I was previously contacted by a journalist and asked to provide my quick thoughts on unstructured data. Here are a few points that I provided regarding the opportunities and challenges presented with increased availability and use of unstructured data. First, definitions:
Structured data is organized and can be more easily searchable using schemas, labels, data types, and other previously defined characteristics.
Unstructured data is data that is not organized in a predetermined manner; it’s not stored in a fixed format. Unstructured data includes audio, video, text files, email, social media posts, images, sensor data, and many other media types.
- Exponential growth. A lot of unstructured data exists. International Data Corporation (IDC) estimates that by 2025, 80 percent of the generated data will be unstructured, primarily driven by audio, video, and rich media content.
- Improving data quality – There’s undoubtedly business value in leveraging unstructured data, for example, to validate against and enrich existing, structured datasets.
- Expanding our understanding of “context” – Structured data often gives a false impression of meaning; with predefined fields, values, etc. there is an assumption that the context is clear without careful consideration for the other factors that drive context such as governance, politics, and other limitations that define the populations and domains represented in the data. Working with unstructured data may present a unique opportunity for teams to expand their understanding of how unstructured data can change the “data story.”
CHALLENGES & DANGERS
- Analysis Without Context: Unstructured data is not collected or stored with AI in mind, and often exists in silos (data islands), so the context of the information collected is not always clear. What does a single tweet mean on the day tweeted? What does it mean 5 years later? 100 years later? What does it mean when you combine with the tweeter’s financial information? Healthcare data?

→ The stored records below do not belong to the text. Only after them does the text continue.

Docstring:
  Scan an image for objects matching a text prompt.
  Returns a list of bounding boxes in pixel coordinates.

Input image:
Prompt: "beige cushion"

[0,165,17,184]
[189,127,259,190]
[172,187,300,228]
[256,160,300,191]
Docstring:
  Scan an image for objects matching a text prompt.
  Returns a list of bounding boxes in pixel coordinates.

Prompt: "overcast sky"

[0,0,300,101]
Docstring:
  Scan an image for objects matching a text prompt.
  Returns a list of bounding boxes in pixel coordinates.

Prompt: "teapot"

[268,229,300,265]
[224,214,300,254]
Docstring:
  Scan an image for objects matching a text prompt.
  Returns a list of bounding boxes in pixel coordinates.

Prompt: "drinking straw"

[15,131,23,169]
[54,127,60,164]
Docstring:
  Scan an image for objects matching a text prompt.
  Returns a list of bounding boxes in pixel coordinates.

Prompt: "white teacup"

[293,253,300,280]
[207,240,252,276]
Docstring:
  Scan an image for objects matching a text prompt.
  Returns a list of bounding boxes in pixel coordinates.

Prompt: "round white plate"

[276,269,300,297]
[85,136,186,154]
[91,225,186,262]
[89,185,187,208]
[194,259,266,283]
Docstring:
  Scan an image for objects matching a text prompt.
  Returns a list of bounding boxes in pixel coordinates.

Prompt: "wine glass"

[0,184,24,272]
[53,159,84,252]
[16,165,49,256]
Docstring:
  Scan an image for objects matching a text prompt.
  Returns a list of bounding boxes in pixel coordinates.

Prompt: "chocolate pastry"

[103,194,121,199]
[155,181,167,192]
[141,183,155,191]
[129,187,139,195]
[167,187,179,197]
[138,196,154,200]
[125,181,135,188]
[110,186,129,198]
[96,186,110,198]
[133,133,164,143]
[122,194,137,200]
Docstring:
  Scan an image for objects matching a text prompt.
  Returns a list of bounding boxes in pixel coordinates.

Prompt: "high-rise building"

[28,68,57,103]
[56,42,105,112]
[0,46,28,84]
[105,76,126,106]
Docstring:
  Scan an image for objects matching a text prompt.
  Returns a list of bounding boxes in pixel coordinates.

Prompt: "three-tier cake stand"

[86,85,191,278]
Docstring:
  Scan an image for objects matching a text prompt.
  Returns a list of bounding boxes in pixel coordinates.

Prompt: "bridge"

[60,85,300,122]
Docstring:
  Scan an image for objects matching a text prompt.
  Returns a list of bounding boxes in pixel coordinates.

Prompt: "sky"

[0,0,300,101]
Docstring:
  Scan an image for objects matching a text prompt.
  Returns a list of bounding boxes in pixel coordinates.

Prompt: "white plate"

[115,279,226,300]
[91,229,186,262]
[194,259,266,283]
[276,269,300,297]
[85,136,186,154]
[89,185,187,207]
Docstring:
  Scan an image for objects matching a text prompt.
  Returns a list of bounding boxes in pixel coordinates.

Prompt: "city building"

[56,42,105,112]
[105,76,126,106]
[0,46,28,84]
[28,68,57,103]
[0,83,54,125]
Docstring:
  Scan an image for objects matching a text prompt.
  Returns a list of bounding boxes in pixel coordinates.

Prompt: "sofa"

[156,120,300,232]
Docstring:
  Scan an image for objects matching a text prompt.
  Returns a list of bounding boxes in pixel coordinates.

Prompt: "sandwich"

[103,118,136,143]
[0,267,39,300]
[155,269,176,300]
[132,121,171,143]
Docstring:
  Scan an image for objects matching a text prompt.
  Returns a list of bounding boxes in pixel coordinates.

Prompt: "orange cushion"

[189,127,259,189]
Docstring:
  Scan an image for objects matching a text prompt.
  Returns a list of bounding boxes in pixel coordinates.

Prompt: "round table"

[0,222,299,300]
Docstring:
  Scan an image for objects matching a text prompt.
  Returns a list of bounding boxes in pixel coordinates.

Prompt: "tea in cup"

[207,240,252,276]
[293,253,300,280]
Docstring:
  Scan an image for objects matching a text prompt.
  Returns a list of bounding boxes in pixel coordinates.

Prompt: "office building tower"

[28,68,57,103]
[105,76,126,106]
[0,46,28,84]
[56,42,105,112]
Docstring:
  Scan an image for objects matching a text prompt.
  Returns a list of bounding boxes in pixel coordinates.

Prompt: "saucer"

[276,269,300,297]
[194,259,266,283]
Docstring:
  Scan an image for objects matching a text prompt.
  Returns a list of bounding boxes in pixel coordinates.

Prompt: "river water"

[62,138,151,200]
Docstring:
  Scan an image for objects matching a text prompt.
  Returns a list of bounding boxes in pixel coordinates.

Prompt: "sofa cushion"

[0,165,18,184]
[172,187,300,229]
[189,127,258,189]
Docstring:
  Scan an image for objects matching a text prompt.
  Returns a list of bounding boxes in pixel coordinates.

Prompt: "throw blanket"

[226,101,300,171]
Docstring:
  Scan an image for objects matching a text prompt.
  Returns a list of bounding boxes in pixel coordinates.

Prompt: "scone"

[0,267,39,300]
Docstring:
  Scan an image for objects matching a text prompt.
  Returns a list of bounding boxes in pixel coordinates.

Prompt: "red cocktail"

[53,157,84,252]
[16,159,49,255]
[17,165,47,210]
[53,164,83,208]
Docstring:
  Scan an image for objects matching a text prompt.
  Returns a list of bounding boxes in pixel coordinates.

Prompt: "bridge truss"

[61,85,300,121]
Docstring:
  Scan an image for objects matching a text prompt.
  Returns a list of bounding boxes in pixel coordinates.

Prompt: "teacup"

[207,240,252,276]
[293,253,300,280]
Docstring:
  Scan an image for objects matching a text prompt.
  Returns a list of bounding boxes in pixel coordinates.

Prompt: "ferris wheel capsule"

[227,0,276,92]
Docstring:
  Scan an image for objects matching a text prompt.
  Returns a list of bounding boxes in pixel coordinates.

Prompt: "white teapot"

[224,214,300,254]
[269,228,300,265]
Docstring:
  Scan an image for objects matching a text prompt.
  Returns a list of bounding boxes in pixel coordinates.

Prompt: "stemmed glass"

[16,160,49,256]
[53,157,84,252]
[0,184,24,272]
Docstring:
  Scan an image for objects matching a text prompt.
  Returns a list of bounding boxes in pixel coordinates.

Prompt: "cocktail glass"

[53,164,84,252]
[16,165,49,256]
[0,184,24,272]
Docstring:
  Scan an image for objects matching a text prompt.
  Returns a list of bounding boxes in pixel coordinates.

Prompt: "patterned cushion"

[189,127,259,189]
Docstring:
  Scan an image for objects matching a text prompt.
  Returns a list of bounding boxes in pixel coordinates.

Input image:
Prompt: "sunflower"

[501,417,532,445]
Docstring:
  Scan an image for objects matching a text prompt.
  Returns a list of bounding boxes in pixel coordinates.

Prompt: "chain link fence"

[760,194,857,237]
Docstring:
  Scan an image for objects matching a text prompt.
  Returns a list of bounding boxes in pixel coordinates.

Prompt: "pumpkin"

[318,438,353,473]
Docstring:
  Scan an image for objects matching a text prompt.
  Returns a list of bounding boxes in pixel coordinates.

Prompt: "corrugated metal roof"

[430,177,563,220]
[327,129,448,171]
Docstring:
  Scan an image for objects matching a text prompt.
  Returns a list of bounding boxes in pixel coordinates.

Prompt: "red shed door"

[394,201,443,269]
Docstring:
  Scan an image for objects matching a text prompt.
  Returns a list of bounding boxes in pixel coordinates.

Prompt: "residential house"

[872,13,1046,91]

- Security Risks: There is increased complexity in securing the growing percentage of sensitive data that exists in less secure unstructured formats. A system may prohibit access to an electronic health record, while allowing access to a physician’s email or voice data; each source may contain sensitive health information.
- Compromised Consent: Merging structured and unstructured data may compromise a person’s consent regarding the use of their data and present other ethical and regulatory challenges. Data is collected with intention and a basis for governance and usage consent. You may have thought that you consented to Twitter using your data to deliver custom content (and ads), but did you consent to a third party’s access or use of your data for other purposes beyond social communication (ex: to determine the state of your mental health in delivering health, financial or life insurance services).
- Misalignment of Intention: There is the potential of losing meaning by transforming unstructured data into a more structured format. For example, in healthcare, converting unstructured data to extract reference codes for billing purposes may eliminate the notes around a patient’s disposition or sentiment. It’s essential to consider and clearly define the intention for collecting the source data. For example, if the data source is an AI system designed to improve patient care and clinical outcomes, then one should carefully transform & use the data so that these sentiments are not lost in translation.
HOMEWORK: CONSIDER THIS …
Using the project brief below, what are the potential opportunities and dangers in the planned use of unstructured data?
Sample Project Brief: The COVID-19 pandemic has significant financial implications in the healthcare business sector. The project goal is to create a tool that enables health organizations to reduce their costs by identifying high-risk/high-cost patients and recommending a cost-effective treatment plan. This project team intends to supplement electronic health information with other unstructured information such as social media posts and loyalty card data.